2006 Fiscal Year Final Research Report Summary

Study on elderly speech recognition for achieving speech interfaces in ubiquitous computing environment

Research Project

Project/Area Number	17560345
Research Category	Grant-in-Aid for Scientific Research (C)
Allocation Type	Single-year Grants
Section	一般
Research Field	Communication/Network engineering
Research Institution	Kyushu Institute of Technology
Principal Investigator	NIYADA Katsuyuki Kyushu Inst. of Tech., Faculty of Eng., Professor, 工学部, 教授 (50363396)
Co-Investigator(Kenkyū-buntansha)	MIZUMACHI Mitsunori Kyushu Inst. of Tech., Faculty of Eng., Research Associate, 工学部, 助手 (90380740)
Project Period (FY)	2005 – 2006
Keywords	elderly speech / hoarse voice / briskness of voice / speech recognition / speech interface
Research Abstract	Speech recognition technology is attractive as one of friendly human-machine interfaces for elderly people. However, elderly speech causes a great decrease in the performance of speech recognition compared to non-elderly adult speech.

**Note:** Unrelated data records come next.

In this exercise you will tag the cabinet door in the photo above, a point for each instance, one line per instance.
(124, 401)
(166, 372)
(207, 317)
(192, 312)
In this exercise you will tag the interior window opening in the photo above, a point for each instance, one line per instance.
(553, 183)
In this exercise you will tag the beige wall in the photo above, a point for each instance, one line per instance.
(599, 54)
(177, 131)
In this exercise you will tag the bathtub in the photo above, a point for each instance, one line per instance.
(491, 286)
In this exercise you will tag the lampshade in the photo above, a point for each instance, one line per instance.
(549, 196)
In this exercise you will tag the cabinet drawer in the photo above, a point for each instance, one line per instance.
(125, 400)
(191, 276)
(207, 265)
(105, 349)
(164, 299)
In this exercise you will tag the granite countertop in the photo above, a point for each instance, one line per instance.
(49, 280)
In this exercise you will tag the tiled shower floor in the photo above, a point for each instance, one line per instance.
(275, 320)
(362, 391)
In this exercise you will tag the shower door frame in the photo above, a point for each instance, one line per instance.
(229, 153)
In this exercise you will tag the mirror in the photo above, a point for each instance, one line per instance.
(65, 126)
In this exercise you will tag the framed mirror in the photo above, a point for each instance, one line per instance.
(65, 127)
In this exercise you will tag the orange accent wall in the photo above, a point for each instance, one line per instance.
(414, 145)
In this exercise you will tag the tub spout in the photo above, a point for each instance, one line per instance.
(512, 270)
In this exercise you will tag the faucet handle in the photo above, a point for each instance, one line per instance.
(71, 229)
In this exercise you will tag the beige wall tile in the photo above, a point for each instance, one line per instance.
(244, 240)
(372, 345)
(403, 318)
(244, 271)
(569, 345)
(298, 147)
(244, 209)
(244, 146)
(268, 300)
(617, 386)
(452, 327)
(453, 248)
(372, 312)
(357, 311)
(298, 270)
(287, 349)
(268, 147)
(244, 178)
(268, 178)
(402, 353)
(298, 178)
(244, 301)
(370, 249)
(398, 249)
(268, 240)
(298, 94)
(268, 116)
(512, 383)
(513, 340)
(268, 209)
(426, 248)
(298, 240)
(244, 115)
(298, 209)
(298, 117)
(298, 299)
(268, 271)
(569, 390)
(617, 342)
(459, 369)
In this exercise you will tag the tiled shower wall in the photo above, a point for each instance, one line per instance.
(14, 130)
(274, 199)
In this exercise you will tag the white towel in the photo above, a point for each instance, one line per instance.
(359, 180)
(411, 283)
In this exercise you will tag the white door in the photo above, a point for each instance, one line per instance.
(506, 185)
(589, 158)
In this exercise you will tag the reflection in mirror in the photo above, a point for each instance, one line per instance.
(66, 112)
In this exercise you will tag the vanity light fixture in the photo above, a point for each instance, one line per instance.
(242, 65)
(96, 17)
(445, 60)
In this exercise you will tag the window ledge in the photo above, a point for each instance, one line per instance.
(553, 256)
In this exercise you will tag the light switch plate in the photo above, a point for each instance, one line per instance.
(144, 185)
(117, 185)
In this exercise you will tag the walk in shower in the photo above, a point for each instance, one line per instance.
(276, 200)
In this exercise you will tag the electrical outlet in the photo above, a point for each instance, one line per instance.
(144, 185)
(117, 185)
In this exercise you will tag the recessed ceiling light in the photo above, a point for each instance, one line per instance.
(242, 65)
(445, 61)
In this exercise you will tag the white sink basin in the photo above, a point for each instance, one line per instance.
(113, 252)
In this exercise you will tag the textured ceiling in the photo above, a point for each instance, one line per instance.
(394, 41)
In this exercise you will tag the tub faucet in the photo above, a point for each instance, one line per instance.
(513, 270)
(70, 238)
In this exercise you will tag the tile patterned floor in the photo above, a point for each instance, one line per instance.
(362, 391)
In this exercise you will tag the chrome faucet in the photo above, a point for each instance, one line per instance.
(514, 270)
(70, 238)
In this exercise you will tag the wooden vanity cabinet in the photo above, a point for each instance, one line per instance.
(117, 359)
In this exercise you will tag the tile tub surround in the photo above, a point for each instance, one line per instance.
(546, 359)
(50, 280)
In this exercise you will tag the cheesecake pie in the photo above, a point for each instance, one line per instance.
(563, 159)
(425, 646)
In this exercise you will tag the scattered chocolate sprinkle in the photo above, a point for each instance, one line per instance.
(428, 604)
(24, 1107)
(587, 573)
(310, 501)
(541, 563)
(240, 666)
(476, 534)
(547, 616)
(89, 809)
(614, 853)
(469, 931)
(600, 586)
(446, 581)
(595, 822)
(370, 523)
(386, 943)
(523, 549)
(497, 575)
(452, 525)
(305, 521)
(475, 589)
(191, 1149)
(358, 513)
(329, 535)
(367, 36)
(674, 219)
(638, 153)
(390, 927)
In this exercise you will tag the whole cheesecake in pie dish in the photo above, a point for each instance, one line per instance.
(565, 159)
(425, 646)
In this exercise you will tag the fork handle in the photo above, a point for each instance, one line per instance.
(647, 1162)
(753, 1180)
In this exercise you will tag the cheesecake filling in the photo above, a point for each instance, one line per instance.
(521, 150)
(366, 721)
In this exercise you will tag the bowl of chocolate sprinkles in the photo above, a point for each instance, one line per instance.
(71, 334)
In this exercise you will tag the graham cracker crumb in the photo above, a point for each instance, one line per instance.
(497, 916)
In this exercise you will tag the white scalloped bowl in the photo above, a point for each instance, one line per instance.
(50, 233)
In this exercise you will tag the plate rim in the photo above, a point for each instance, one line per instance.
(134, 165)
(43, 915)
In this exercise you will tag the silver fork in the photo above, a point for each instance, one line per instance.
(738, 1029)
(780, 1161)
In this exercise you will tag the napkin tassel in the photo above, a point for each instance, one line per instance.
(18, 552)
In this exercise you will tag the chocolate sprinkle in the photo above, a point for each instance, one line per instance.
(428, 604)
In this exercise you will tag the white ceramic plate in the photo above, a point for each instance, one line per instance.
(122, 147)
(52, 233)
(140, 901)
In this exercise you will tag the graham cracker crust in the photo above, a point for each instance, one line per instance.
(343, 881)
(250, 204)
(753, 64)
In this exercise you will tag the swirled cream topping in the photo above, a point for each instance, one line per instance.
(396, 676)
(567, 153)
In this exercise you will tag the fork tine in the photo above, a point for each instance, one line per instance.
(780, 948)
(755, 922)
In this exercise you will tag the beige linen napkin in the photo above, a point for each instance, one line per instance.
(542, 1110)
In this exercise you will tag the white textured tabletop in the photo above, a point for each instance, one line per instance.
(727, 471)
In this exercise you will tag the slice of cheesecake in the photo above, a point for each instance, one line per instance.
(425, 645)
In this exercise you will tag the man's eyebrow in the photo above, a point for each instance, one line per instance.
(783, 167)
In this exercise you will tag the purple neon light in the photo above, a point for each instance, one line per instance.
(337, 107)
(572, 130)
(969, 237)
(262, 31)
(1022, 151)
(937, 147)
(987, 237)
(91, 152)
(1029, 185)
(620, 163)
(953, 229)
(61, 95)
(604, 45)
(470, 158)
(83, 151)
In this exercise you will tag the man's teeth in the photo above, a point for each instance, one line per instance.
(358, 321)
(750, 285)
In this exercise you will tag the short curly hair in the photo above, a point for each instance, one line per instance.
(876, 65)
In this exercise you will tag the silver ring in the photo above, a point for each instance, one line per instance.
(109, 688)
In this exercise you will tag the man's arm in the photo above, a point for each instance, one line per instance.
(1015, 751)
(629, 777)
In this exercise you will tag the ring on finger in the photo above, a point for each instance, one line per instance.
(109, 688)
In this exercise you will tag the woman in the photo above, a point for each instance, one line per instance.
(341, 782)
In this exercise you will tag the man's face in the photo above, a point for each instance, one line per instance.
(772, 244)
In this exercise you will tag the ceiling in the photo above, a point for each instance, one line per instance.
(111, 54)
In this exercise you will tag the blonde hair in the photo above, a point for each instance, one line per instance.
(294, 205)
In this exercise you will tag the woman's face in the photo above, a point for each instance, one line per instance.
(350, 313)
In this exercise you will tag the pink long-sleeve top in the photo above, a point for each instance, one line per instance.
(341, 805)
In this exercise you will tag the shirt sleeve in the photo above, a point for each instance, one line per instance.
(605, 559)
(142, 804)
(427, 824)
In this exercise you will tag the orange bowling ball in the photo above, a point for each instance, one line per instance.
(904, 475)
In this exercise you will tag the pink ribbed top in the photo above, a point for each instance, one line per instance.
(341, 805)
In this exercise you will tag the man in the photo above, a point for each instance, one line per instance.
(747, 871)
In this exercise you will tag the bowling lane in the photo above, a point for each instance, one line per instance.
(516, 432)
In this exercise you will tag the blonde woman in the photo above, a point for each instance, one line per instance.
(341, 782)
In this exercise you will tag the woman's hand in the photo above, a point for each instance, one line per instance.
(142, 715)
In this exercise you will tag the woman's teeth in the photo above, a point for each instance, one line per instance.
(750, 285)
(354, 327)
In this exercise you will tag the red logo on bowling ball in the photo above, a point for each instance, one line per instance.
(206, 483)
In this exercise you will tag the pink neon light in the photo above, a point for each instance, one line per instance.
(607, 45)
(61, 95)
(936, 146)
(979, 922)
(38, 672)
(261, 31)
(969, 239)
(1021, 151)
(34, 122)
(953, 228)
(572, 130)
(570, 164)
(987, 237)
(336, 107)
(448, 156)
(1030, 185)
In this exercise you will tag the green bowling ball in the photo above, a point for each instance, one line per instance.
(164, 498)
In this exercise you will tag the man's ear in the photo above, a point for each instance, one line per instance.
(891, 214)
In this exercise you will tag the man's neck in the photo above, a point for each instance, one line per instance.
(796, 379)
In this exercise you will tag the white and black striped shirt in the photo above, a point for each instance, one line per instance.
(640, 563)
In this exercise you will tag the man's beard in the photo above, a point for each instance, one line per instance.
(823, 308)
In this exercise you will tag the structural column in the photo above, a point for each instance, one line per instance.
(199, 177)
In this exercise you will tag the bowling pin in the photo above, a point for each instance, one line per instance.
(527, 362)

This study aims at improving the recognition rate of elderly speech, and carries out acoustic analysis to examine the acoustic characteristic of elderly speech quantitatively. This study focused on "non-briskness" and "hoarseness" as the nature of elderly speech, and successfully found the relationship between subjective characteristics given by listening tests and objective features obtained by acoustic analysis. Concerning the non-brisk elderly voice, it is well known that subjective non-briskness is caused by the vague movements of the articulatory organs due to aging. In this study, we found that the degree of subjective non-briskness related to the temporal movement of spectral envelops between succeeding phonemes. Furthermore, time evolution of speech power has the relationship with the subjective non-briskness as well as the temporal movement of spectral envelopes. Concerning the hoarse elderly voice, we consider that noise occurred at the aged vocal cords impresses us the subjective hoarseness. We compared the averaged amplitude spectra between elderly hoarse voices and normal voices uttered by non-elderly adults for each of Japanese vowels, and found that elderly hoarse voice had power decrease and increase in the mid frequency range (1.5 kHz-2.5 kHz) and the high frequency range over 2.5 kHz, respectively. We explain this phenomenon briefly by using tilt of amplitude spectrum. Speech recognition was carried out with the preprocessor, which adjusts the spectral tilt of elderly voice to that of non-elderly adult, and we confirmed the preprocessor worked well on the vowel recognition task. Therefore, we conclude that the hoarseness is one of the reasons for the worse recognition rate of elderly speech.